En el oficialismo reconocen que se trata de un ministerio clave, tanto por su peso institucional como por los compromisos internacionales asumidos en materia de cooperación y modernización de las fuerzas. Por eso, la danza de nombres comenzó a intensificarse en los últimos días.
Según trascendió, Luciana Carrasco, actual jefa de Gabinete de Petri, es la opción preferida del propio ministro saliente. Su continuidad garantizaría que no se frene la gestión iniciada en 2023, especialmente en lo referido a la incorporación de los aviones F-16 y otros programas de reequipamiento.
Otra alternativa que gana espacio es la del brigadier Xavier Isaac, jefe del Estado Mayor Conjunto, quien cuenta con respaldo de sectores militares y de la vicepresidenta Karina Milei. Su eventual designación marcaría un giro hacia un perfil más técnico y con fuerte ascendencia en las fuerzas.

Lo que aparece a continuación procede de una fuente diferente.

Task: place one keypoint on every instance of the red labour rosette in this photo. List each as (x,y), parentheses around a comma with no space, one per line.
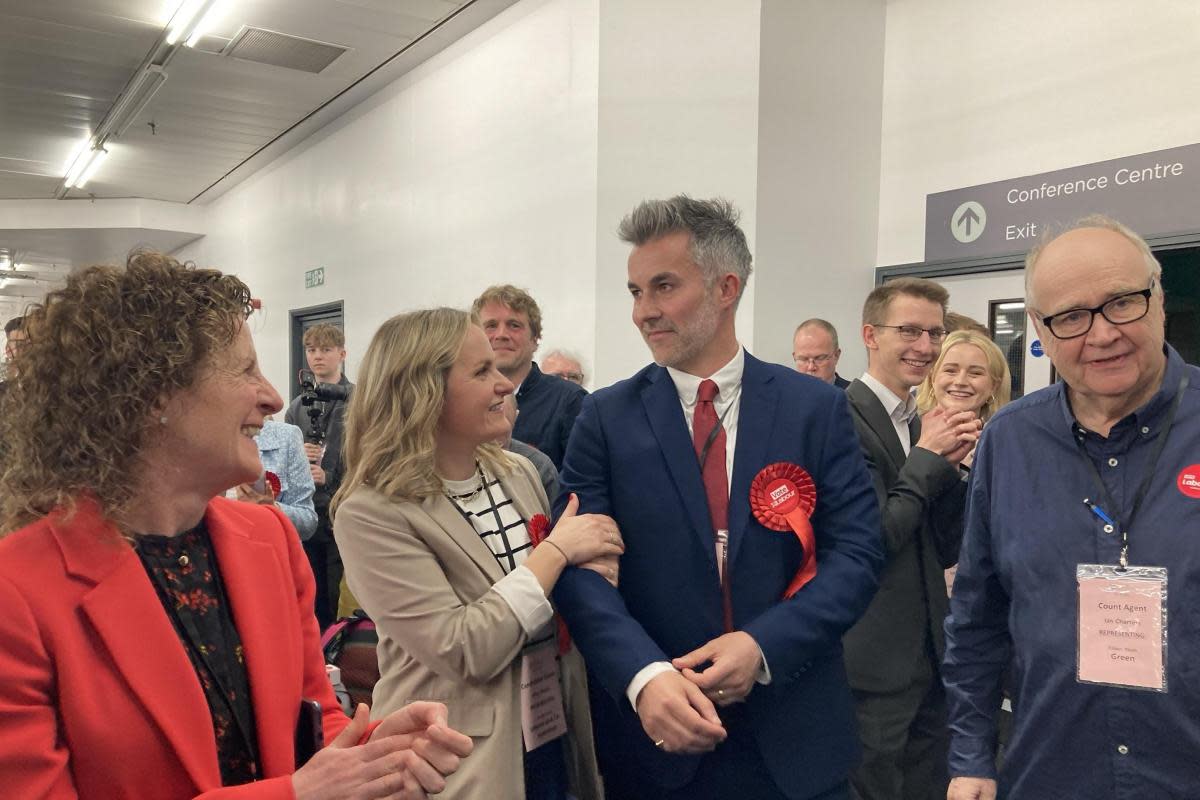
(273,483)
(538,528)
(783,497)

En paralelo, también suena el nombre de Federico Pinedo, ex presidente provisional del Senado y dirigente con experiencia en temas de defensa. Aunque corre desde atrás, su perfil político podría aportar equilibrio en un gabinete que busca reforzar la relación con el Congreso.
La definición final quedará en manos del presidente Javier Milei, que hasta ahora se mostró hermético respecto a los cambios. Lo cierto es que la salida de Petri no solo abre un interrogante sobre quién ocupará el sillón de Defensa, sino también sobre el rumbo que tomará la política militar en los próximos años.
Mientras tanto, en los pasillos oficiales se repite una certeza: el sucesor deberá enfrentar un doble desafío. Por un lado, sostener la modernización de las Fuerzas Armadas en un contexto de restricciones presupuestarias. Por el otro, recomponer la confianza con una tropa que observa con atención cada movimiento en la cúpula del poder.